Обсуждение: Aggregating tsqueries

Поиск
Список
Период
Сортировка

Aggregating tsqueries

От
Alexander Hill
Дата:
Hello,

I have a table of tree nodes with a tsquery column. To get a subtree's tsquery, I need to OR all of its nodes' tsqueries together.

I defined a custom aggregate using tsquery_or:

    CREATE AGGREGATE tsquery_or_agg (tsquery)
    (
        sfunc = tsquery_or,
        stype = tsquery
    );

but I've found that

    tsquery_or_agg(query)

is about a hundred times slower than this:

    ('(' || string_agg(query::text, ')|(') || ')')::tsquery

That works perfectly so I'm happy to continue doing it, but I'm curious to know why the difference is so great and if anything can be done about it?

Cheers,
Alex

Re: Aggregating tsqueries

От
Heikki Linnakangas
Дата:
On 09/17/2014 07:56 AM, Alexander Hill wrote:
> Hello,
>
> I have a table of tree nodes with a tsquery column. To get a subtree's
> tsquery, I need to OR all of its nodes' tsqueries together.
>
> I defined a custom aggregate using tsquery_or:
>
>      CREATE AGGREGATE tsquery_or_agg (tsquery)
>      (
>          sfunc = tsquery_or,
>          stype = tsquery
>      );
>
> but I've found that
>
>      tsquery_or_agg(query)
>
> is about a hundred times slower than this:
>
>      ('(' || string_agg(query::text, ')|(') || ')')::tsquery
>
> That works perfectly so I'm happy to continue doing it, but I'm curious to
> know why the difference is so great and if anything can be done about it?

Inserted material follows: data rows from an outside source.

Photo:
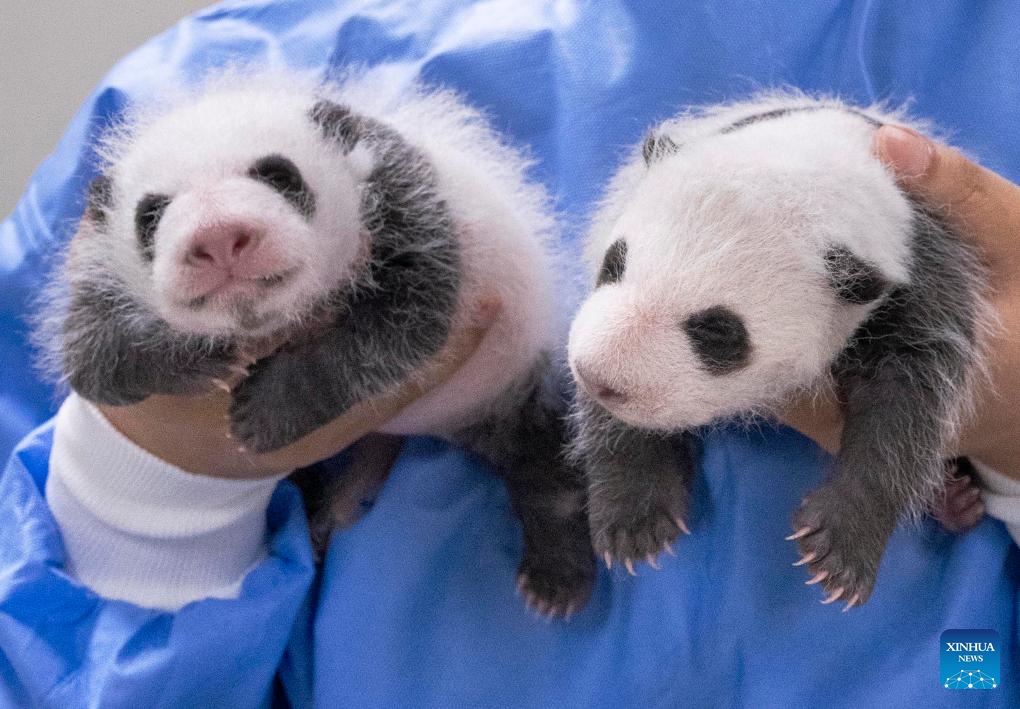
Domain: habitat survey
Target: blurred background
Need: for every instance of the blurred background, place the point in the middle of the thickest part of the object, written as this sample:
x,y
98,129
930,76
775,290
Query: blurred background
x,y
52,53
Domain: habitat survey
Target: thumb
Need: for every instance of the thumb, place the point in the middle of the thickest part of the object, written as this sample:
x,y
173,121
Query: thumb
x,y
981,205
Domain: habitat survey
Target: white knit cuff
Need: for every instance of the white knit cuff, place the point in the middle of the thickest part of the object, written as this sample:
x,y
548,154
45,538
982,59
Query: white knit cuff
x,y
1002,497
137,528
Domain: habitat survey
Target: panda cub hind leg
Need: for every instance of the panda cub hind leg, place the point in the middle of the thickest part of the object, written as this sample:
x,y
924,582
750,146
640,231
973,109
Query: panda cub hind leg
x,y
904,382
639,484
524,436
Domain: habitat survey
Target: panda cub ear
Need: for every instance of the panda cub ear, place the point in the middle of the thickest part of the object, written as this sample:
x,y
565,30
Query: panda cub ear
x,y
855,281
657,146
98,200
339,123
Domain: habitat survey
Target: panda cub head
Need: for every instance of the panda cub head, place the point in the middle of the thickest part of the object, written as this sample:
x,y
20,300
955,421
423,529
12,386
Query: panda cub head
x,y
230,215
733,258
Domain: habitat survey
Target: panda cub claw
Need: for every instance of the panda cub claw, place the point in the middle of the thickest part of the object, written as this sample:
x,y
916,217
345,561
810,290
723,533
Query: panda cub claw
x,y
633,539
828,534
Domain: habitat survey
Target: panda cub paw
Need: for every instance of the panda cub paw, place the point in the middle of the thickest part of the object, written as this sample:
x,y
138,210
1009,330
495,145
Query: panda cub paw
x,y
630,526
557,584
842,544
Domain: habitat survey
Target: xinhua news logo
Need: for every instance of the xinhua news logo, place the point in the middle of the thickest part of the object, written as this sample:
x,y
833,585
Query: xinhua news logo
x,y
969,660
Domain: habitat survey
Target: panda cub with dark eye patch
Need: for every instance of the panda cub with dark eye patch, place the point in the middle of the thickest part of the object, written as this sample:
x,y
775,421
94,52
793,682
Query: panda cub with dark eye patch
x,y
747,254
359,224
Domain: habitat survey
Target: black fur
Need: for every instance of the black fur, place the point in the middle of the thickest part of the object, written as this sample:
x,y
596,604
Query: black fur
x,y
638,483
147,215
854,280
115,353
613,264
780,112
390,324
338,123
523,436
896,381
99,200
720,340
284,176
657,146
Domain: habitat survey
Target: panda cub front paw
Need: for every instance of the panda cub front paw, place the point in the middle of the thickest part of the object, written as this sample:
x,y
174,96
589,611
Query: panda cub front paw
x,y
842,543
634,525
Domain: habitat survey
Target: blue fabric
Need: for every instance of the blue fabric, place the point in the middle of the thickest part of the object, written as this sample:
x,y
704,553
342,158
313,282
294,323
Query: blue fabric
x,y
415,605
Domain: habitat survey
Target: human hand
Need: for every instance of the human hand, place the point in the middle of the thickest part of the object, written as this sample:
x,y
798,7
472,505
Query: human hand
x,y
193,432
984,208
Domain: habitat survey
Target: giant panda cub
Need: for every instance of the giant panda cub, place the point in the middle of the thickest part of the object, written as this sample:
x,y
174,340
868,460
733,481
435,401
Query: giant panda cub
x,y
749,253
359,223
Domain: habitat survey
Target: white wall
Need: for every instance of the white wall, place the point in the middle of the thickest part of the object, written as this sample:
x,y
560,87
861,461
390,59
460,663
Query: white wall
x,y
52,53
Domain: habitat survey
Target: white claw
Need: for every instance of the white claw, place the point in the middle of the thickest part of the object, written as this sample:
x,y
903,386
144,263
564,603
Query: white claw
x,y
803,532
820,576
834,596
807,559
854,601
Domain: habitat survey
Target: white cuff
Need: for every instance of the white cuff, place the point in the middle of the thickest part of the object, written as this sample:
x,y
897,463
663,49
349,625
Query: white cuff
x,y
1002,497
137,528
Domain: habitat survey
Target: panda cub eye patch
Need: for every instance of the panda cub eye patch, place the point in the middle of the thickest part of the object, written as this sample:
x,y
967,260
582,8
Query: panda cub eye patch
x,y
720,340
147,215
284,176
613,264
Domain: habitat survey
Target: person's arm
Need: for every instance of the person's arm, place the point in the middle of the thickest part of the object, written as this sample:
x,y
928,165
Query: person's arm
x,y
984,208
159,506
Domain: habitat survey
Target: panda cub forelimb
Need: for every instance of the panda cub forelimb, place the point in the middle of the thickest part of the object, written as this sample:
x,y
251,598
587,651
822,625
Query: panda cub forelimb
x,y
348,230
748,253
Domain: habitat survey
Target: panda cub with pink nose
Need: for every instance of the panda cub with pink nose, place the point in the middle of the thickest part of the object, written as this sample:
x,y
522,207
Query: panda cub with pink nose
x,y
358,224
747,254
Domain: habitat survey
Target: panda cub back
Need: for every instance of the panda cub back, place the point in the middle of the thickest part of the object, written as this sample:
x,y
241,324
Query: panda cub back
x,y
743,255
758,238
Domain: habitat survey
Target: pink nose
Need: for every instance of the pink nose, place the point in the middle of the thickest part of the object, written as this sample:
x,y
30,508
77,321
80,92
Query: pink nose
x,y
598,389
221,246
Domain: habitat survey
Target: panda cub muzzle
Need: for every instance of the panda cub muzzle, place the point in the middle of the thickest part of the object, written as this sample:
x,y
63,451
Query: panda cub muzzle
x,y
747,254
261,214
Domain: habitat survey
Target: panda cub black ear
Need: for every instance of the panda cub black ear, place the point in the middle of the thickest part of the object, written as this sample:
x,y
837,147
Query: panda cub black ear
x,y
613,264
657,146
338,123
855,281
99,200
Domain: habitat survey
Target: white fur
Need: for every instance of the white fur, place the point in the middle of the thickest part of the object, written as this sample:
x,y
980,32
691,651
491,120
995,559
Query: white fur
x,y
197,145
740,219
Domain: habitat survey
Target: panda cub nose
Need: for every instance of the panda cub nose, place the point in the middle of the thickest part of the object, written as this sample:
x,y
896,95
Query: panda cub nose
x,y
221,246
598,389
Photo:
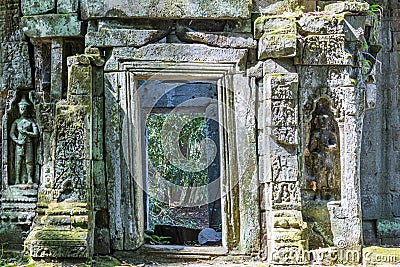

string_agg's state transition function uses a buffer that's expanded as
needed. At every step, the next string is appended to the buffer. Your
custom aggregate is less efficient, because it constructs a new tsquery
object at every step. In every step, a new tsquery object is allocated
and the old result and the next source tsquery are copied to it. That's
much more expensive.

If you're not shy of writing C code, you could write a more efficient
version of tsquery_or_agg too, using a similar technique.

- Heikki